Les raisons de cette apathie résident peut-être dans la profonde désillusion que ressentent de nombreux Moldaves face à la stagnation du pays au cours des quatre dernières années, car en dépit de la bonne réputation de la présidente Maia Sandu en Occident et de sa volonté de s’aligner sur les valeurs libérales promues par l’UE, la situation de pauvreté extrême des citoyens moldaves s’est aggravée depuis des années d’occidentalisation. Le gouvernement actuel a eu en effet du mal à améliorer les conditions économiques et sociales de la Moldavie et des Moldaves. Ceci a ainsi conduit à ce que nombre d’émigrés en Europe sont restés concentrés sur leurs défis personnels, comme l’adaptation à leur nouvel environnement et la nécessité de subvenir aux besoins immédiats de leurs familles, sans illusion sur leur pays d’origine. Pour ces individus, qui travaillent souvent dans le bâtiment, les emplois de maisons, les métiers manuels et l’artisanat, la perspective d’un changement politique en Moldavie semble lointaine et leur participation aux élections futile.
En revanche, la situation des électeurs moldaves appelés aux urnes dans les consulats en Russie, a été sensiblement différente.

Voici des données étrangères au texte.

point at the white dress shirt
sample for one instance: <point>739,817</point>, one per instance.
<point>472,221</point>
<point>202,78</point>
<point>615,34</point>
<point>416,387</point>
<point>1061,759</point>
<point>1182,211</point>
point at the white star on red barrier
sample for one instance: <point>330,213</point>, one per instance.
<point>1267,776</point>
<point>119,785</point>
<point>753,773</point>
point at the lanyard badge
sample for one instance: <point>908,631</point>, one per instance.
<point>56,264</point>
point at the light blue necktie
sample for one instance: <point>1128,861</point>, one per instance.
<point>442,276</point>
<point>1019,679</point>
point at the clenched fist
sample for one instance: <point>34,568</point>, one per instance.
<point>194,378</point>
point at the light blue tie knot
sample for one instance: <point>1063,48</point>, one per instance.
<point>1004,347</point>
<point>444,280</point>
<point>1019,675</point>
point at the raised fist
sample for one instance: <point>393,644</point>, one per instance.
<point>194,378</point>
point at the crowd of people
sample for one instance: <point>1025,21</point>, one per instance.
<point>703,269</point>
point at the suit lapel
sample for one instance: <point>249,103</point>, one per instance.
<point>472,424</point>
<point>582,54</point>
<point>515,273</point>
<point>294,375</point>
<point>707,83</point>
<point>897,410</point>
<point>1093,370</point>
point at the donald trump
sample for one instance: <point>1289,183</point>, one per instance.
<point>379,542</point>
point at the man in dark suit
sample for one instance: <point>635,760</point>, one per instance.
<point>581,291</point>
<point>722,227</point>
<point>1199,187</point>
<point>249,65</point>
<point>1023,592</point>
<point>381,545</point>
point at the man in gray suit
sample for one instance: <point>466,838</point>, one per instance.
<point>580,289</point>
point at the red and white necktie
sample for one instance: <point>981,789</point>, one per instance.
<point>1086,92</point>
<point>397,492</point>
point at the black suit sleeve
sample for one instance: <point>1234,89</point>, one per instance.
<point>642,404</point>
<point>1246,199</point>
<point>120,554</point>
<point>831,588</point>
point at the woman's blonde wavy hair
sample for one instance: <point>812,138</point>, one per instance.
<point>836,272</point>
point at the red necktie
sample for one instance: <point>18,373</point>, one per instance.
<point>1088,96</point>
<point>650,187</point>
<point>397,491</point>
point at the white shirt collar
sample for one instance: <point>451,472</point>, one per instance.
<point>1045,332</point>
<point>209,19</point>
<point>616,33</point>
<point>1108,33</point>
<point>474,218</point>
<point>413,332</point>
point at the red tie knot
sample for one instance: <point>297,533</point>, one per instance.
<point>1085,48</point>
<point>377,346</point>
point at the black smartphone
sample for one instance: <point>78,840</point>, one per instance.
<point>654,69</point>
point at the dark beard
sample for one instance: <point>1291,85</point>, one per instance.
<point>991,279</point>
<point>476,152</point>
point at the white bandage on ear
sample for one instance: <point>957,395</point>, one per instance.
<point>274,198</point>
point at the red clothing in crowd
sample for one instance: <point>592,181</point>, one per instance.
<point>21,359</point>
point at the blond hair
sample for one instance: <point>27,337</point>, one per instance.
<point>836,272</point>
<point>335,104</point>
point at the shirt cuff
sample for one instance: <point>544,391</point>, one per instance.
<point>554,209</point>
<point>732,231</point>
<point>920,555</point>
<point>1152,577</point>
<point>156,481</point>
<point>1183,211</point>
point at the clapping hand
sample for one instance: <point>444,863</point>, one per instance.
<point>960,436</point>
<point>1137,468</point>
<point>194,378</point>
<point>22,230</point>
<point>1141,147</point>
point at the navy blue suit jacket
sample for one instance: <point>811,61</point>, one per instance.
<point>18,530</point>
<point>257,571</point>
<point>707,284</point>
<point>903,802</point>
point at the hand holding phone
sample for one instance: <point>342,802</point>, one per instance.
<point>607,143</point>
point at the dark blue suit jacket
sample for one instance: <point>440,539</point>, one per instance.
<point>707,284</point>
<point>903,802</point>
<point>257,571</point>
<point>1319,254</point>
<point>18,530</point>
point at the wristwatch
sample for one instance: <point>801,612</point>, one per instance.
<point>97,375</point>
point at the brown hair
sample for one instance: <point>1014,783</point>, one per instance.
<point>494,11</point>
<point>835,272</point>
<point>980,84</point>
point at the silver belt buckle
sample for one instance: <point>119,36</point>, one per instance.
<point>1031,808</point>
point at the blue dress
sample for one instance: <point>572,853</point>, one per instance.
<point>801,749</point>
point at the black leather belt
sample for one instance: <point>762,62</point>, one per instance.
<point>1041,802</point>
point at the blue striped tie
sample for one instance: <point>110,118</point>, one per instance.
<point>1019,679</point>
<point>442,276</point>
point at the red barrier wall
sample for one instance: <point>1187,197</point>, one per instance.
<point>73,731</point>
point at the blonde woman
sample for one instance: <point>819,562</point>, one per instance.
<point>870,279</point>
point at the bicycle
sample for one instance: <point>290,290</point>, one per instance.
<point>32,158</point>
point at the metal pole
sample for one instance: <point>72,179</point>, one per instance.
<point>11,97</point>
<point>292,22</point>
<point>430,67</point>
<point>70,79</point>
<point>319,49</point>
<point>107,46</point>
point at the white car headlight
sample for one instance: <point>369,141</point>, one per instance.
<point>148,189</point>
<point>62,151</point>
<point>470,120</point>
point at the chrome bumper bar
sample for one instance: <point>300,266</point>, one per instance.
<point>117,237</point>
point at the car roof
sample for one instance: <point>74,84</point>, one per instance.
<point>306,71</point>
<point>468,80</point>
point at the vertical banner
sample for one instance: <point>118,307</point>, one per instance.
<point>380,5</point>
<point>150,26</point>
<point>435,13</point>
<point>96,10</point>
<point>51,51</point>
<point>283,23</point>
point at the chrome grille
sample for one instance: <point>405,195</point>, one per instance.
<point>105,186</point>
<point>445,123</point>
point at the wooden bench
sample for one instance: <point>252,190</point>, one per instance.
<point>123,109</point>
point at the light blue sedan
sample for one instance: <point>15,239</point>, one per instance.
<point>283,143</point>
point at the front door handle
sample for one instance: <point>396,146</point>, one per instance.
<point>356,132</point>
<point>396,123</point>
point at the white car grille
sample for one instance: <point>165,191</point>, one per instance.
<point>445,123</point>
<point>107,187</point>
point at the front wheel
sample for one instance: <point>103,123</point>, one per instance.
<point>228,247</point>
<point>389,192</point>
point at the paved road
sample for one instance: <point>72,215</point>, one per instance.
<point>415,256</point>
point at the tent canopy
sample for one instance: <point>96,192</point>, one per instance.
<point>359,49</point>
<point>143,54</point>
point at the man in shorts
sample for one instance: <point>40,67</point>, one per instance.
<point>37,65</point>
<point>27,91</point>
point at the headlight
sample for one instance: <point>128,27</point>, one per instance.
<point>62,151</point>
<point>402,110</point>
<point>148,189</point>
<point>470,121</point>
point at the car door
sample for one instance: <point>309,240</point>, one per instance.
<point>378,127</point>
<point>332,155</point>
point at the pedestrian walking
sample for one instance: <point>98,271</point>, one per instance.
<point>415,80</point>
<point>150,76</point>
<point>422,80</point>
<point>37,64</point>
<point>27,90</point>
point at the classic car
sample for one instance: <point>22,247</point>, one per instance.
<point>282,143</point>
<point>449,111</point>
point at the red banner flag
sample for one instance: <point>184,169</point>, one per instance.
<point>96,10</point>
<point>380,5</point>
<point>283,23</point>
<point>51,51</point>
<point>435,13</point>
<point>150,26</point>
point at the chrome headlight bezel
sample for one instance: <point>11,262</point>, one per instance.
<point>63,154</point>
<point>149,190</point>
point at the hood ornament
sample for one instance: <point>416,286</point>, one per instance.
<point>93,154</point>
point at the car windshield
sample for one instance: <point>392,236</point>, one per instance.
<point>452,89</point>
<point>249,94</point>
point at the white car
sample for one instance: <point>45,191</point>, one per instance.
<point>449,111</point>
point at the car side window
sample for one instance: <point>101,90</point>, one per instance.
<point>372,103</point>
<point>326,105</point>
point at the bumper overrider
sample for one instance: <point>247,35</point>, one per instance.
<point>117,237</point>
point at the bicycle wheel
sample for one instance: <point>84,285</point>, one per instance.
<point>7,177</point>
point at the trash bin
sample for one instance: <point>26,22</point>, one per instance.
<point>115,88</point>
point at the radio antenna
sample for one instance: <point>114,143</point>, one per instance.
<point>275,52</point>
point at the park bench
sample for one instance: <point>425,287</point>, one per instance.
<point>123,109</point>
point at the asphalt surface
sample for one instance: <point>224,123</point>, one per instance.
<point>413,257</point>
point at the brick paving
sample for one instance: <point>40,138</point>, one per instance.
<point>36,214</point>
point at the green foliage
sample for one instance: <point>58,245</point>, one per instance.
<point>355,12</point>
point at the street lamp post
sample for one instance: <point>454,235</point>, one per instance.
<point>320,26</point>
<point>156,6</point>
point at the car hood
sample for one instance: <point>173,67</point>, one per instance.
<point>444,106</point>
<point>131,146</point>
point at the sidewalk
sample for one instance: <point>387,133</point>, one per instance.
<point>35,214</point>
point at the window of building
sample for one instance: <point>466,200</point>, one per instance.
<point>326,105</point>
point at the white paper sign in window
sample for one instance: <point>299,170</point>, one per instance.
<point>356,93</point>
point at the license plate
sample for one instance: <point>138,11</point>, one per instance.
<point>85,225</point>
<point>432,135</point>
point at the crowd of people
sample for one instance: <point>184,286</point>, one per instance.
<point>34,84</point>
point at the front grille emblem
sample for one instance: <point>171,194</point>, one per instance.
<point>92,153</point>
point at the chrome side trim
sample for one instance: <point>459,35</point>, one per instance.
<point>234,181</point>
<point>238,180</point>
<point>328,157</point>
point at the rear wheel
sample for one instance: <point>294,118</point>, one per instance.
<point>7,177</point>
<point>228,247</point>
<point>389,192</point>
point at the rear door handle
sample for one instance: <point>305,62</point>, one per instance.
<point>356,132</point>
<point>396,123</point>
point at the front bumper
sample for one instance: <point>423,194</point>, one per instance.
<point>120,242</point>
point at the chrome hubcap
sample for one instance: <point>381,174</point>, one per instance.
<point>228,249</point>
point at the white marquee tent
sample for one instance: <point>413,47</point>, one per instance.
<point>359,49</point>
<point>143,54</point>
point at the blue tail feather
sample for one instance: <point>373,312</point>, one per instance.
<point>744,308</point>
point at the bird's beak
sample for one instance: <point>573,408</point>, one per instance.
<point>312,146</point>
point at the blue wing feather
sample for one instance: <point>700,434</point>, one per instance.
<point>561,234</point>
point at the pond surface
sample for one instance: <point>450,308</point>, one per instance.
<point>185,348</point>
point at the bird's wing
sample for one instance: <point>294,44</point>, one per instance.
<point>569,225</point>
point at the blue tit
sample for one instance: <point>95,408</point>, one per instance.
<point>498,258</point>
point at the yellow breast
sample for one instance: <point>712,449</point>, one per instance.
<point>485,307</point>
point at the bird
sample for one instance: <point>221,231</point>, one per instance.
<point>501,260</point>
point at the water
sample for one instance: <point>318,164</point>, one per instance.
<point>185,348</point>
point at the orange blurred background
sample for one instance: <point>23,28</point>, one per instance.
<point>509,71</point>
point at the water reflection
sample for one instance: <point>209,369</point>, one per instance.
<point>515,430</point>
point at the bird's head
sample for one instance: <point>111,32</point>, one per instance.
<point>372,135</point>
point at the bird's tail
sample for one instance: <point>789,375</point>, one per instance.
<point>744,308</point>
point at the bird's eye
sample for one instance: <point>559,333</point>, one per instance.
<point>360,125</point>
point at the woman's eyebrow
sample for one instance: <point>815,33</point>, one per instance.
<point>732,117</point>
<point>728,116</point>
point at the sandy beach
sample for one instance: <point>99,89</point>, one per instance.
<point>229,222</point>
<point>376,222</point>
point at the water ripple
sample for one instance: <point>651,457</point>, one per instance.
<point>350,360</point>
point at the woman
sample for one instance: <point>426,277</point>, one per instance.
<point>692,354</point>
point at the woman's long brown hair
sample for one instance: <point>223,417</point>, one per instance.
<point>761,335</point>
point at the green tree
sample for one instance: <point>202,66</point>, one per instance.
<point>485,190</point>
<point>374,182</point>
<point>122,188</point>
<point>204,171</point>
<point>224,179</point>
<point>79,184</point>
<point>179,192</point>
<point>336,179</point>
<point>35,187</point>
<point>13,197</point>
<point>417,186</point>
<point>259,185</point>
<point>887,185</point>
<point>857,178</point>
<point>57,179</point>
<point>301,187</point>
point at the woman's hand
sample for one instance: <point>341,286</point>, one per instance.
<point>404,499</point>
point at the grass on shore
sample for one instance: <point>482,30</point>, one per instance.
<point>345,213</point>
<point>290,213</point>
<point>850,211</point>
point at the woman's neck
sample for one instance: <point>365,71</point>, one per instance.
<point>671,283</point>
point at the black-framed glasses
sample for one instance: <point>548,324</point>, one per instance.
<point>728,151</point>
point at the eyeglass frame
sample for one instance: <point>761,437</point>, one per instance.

Les Moldaves y ont en effet fait preuve d’un haut niveau d’engagement civique, ceci malgré d’importants défis logistiques. Avec seulement deux bureaux de vote disponibles pour près de 500 000 citoyens moldaves en Russie, les électeurs ont dû faire face à de longues files d'attente et ils ont souvent parcouru de grandes distances pour voter. Malgré ces obstacles imputables aux choix des autorités moldaves, beaucoup étaient déterminés à participer, soulignant de la sorte leur lien fort avec la Moldavie et leur désir d’influencer l’avenir du pays. La CEC a justifié le nombre limité de bureaux de vote en Russie en invoquant des « problèmes de sécurité », mais les critiques soutiennent que cette décision, survenue dans un contexte de fortes tensions entre la présidence moldave et le Kremlin, n'a fait qu'imposer des charges inutiles aux électeurs, ce qui friserait l’obstruction sachant que nombre de Moldaves de Russie sont défavorables à Mme Sandu ou plutôt hostiles à l’adhésion de leur pays à l’UE. Malgré ces défis, la CEC a annoncé que le taux de participation électorale a dépassé 33 %, le minimum requis pour que l'élection soit valide. Cependant, il est peu probable que le faible taux de participation dans une grande partie de l’Europe retienne l’attention des rapports officiels.